Sistema de Condução Atrioventricular
Uma importante característica anatômica desses
corações é que a ausência do septo, atrioventricular distorce o arranjo do nó
atrioventricular e do feixe. No coração normal o feixe penetra no ápice de uma área
proeminente chamada triângulo de Koch no lado atrial do septo, atrioventricular muscular.
Esta área está faltando em corações com defeito septal atrioventricular e isto resulta
em uma localização do nó atrioventricular na parede atrial posterior. O feixe penetra
abaixo da inserção do folheto-ponte inferior, e existe um longo feixe não-ramificante
abaixo desse folheto, no topo do componente de entrada do septo ventricular (figura 6.15). Isto torna o tecido de
condução particularmente vulnerável durante o fechamento cirúrgico de tais defeitos,
enquanto que o longo curso do feixe provavelmente explique a susceptibilidade a bloqueio
de condução progressivo. Afortunadamente, todavia, os ramos do feixe não têm relação
com o trato de saída subaórtico, e, portanto, essa área estará sob risco menor em caso
de se tornar obstrutiva e requerer ampliação cirúrgica, uma ocorrência não muito rara
(veja a seguir).
Malformações
Associadas
Consideramos, até aqui, a anatomia básica dos defeitos
septais atrioventriculares e sua variações mais importantes. A variabilidade de outras
características foi considerada importante no passado. Um exemplo é a extensão do
folheto-ponte superior dentro do ventrículo direito. Esta era a base da classificação
cirúrgica desses corações feita por Rastelli e cols.10 Sua significância
tem diminuído nos anos recentes, embora ainda seja freqüentemente usada. Outras
anormalidades importantes ocorrem na valva atrioventricular esquerda e no trato de saída
do ventrículo esquerdo.11,12
Defeitos septais atrioventriculares também complicam
outras lesões, tais como tetralogia de Fallot ou dupla via de saída de ventrículo
direito, enquanto que uma boa proporção de corações com isomerismo dos apêndices
atriais têm defeito septal atrioventricular.
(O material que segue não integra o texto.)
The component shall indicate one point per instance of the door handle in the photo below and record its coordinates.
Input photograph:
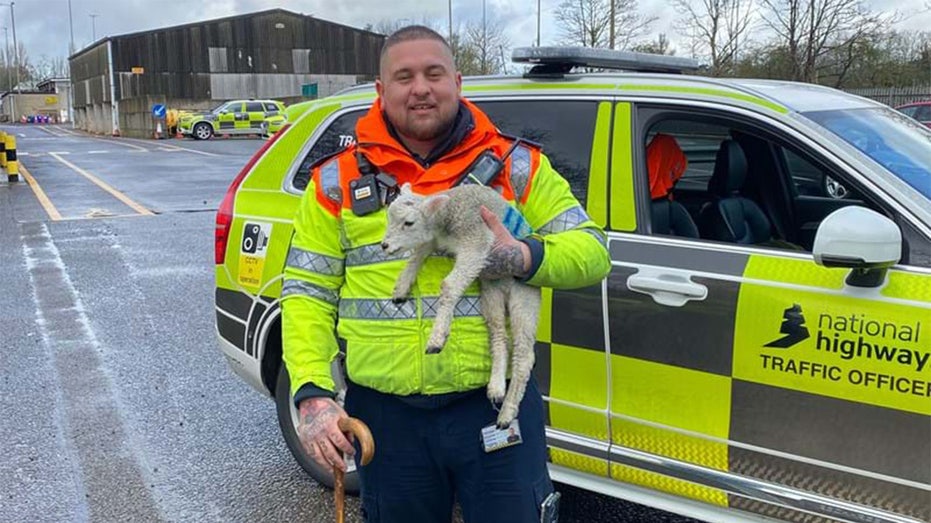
(674, 290)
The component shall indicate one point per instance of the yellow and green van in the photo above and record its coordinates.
(770, 361)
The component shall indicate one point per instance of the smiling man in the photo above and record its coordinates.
(434, 428)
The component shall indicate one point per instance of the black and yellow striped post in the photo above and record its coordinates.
(12, 166)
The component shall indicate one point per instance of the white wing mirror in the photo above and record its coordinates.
(860, 239)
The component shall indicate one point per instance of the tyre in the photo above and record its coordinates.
(202, 131)
(287, 421)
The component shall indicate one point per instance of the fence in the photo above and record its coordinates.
(894, 96)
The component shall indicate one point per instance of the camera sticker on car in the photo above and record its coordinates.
(252, 250)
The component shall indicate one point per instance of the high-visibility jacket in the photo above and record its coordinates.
(339, 282)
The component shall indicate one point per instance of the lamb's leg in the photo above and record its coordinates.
(469, 263)
(524, 308)
(494, 294)
(402, 287)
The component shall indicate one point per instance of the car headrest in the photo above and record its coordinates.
(665, 164)
(730, 169)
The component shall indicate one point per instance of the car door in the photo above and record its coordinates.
(748, 376)
(228, 116)
(570, 367)
(255, 115)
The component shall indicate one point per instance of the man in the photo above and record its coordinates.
(427, 412)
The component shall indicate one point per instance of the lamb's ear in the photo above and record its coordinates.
(434, 203)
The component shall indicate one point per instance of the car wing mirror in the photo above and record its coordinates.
(859, 239)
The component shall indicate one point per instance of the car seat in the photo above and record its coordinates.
(665, 164)
(729, 216)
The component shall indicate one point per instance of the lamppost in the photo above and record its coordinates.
(71, 27)
(6, 62)
(15, 50)
(93, 26)
(538, 23)
(70, 83)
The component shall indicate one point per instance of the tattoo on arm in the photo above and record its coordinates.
(504, 262)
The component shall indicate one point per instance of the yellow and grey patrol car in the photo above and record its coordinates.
(234, 117)
(762, 347)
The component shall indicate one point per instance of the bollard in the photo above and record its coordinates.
(12, 166)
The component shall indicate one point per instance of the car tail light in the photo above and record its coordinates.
(225, 212)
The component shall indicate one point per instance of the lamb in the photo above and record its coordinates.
(451, 221)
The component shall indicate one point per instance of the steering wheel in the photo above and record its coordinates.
(834, 189)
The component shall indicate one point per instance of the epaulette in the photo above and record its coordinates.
(529, 143)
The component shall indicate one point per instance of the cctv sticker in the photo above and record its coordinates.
(252, 250)
(362, 193)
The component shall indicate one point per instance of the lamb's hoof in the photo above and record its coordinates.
(496, 393)
(505, 417)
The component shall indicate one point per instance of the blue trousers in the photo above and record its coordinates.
(427, 458)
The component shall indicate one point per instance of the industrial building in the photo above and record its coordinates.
(275, 54)
(48, 99)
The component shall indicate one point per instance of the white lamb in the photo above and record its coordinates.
(451, 221)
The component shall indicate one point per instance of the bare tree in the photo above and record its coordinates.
(49, 67)
(817, 35)
(487, 42)
(589, 23)
(718, 28)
Qualquer lesão anatomicamente possível
pode coexistir com defeito septal atrioventricular. Isto mostra por que a análise
segmentar seqüencial (veja Capítulo 2) é
tão importante na abordagem das malformações cardíacas congênitas. Outras
características são clinicamente importantes, tais como associação com síndrome de
Down (trissomia do 21). Embora defeitos septais atrioventriculares sejam muito comumente
encontrados na síndrome de Down e no isomerismo atrial, não conhecemos nenhuma
descrição de paciente que apresente os três em associação.